Let us calculate the containment of sample **REF2** in sample **EVD3**.

In [25]:
mhpl8r contain profile-EVD3.json profile-REF2.json

[MicroHapulator] running version 0.4.1
{
    "containment": 1.0,
    "contained_alleles": 83,
    "total_alleles": 83
}

This result tells us that 100% of the alleles from **REF2** are present in **EVD3**, and suggests **REF2** is a plausible contributor to **EVD3**.
What can we say about **REF3** and **REF4**?

In [26]:
mhpl8r contain profile-EVD3.json profile-REF3.json

[MicroHapulator] running version 0.4.1
{
    "containment": 0.7143,
    "contained_alleles": 60,
    "total_alleles": 84
}

In [27]:
mhpl8r contain profile-EVD3.json profile-REF4.json

[MicroHapulator] running version 0.4.1
{
    "containment": 0.6977,
    "contained_alleles": 60,
    "total_alleles": 86
}

Only about 70% of the alleles in both of these samples are present in **EVD3**, strongly suggesting that they are not contributors to the sample.

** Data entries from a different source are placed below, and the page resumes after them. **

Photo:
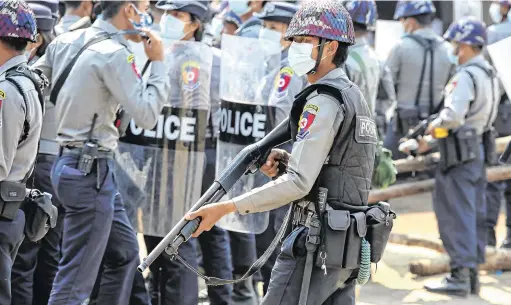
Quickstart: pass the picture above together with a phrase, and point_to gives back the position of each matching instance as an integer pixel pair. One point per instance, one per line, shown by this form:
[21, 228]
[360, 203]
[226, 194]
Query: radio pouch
[40, 215]
[503, 121]
[356, 231]
[490, 150]
[380, 220]
[11, 196]
[335, 228]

As a final note, it important acknowledge several factors that can influence the value of the containment metric.
Minor contributors to a mixture may not be fully captured by the inferred genotype profile without some refinement of analytical thresholds, and thus may have a containment value < 1.0.
The amount of input DNA and the depth of sequencing coverage also influence the ability to recover minor contributors in a sample profile.
On the other hand, numerous alleles from non-contributors will likely be present in a mixture simply by chance, and as the complexity and diversity of the mixture increases so will the containment for non-contributors.
Probabilistic genotyping methods are the preferred approach for robust interpretation of complex mixtures, although these are not yet available in MicroHapulator.